Self-Advocacy Outside the Blogosphere
Stories on the Internet are what blogging is all about. Read, react, re-post (only this time with feeling!). This is, well, what we're all here for. But it also means that certain ideas, attitudes, types of stories, and misconceptions that do not reflect off-line reality get recirculated and ultimately believed to be true. It's a self-reinforcing, or positive, feedback loop of inaccuracy.
One of these misconceptions, peculiar to autism articles, is that self-advocacy is something only people without intellectual disability or complex support needs are able to engage in. The irony of this is that the intellectual and broader developmental disability self-advocacy communities have well-developed models to successfully enable self-advocacy for people with intellectual disabilities or complex support needs; in my area, self-advocates with ID have accomplished far more at this point than self-advocates who are on the autistic spectrum but who do not have ID.
Self-advocacy organizations for people with intellectual and other developmental disabilities began in my state in the 1970's.
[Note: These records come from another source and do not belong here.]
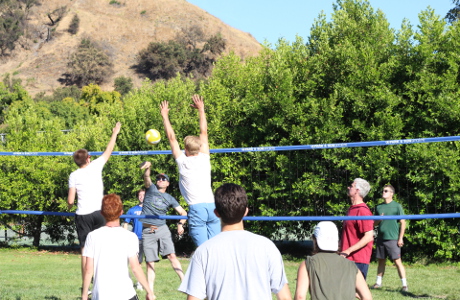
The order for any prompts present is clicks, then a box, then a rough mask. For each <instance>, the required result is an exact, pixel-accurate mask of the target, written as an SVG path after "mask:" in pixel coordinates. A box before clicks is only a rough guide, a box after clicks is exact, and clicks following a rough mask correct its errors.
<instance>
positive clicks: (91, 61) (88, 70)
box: [66, 39, 113, 87]
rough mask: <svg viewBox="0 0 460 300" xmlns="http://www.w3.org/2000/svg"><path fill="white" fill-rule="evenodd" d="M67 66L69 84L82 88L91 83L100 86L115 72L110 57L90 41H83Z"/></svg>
mask: <svg viewBox="0 0 460 300" xmlns="http://www.w3.org/2000/svg"><path fill="white" fill-rule="evenodd" d="M67 66H68V68H69V69H68V73H67V74H66V77H67V78H66V81H67V84H77V85H78V86H80V87H81V86H83V85H87V84H90V83H96V84H100V83H102V82H104V81H105V80H107V77H108V76H110V75H111V74H112V72H113V70H112V68H113V64H112V61H111V59H110V57H109V56H108V55H107V54H106V53H105V52H104V51H103V50H102V48H101V47H100V46H98V44H97V43H96V42H94V41H91V40H90V39H82V40H81V43H80V45H79V46H78V48H77V50H76V51H75V52H74V53H73V54H72V55H71V56H70V58H69V62H68V64H67Z"/></svg>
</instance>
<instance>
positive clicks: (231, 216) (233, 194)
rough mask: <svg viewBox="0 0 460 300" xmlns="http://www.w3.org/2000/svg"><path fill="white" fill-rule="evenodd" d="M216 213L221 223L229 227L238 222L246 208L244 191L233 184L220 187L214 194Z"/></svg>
mask: <svg viewBox="0 0 460 300" xmlns="http://www.w3.org/2000/svg"><path fill="white" fill-rule="evenodd" d="M214 198H215V202H216V211H217V213H218V214H219V215H220V218H221V219H222V222H224V223H225V224H228V225H231V224H236V223H238V222H240V221H241V220H242V219H243V217H244V214H245V213H246V208H247V207H248V196H247V195H246V191H245V190H244V189H243V188H242V187H241V186H239V185H237V184H234V183H226V184H224V185H222V186H220V187H219V188H218V189H217V190H216V192H215V193H214Z"/></svg>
While the original People First organization is now defunct (though their web site lives on), the organized ID/DD self-advocacy community is currently active in the form of Self Advocates as Leaders, which influences public policy, provides self-advocacy training, and publishes self-advocate stories. That group is affiliated with the nation-wide ID/DD self-advocacy organization Self Advocates Becoming Empowered (look up your own state's chapter!).
The model my local group uses is the inclusion of skilled support staff who enable people with ID or complex support needs to participate in self-advocacy activities. These staff assist with tasks like organization, transportation, and translation, but they do not make any decisions--they simply facilitate our ability to make our own decisions. It is of importance that these support people have training and passion specifically in the area of encouraging self-advocates to speak their own minds. This is important because speaking up for one's self is something which regular support staff often do not want "the client" to do.
This is one model and example, but probably not the only. The People First movement has been around for a while.
Before accepting an assumption that people on the spectrum with ID or complex support needs can not self-advocate, it may be worth looking outside of the "autism community" at the broader ID/DD community. It may be worth looking outside the Internet too. Instead of stating "someone like that can't--" ask "has anyone like that ever--?"
There's a lot of experience out there we can draw from if we look to what is happening outside the blogosphere. The Internet is big. The world is bigger.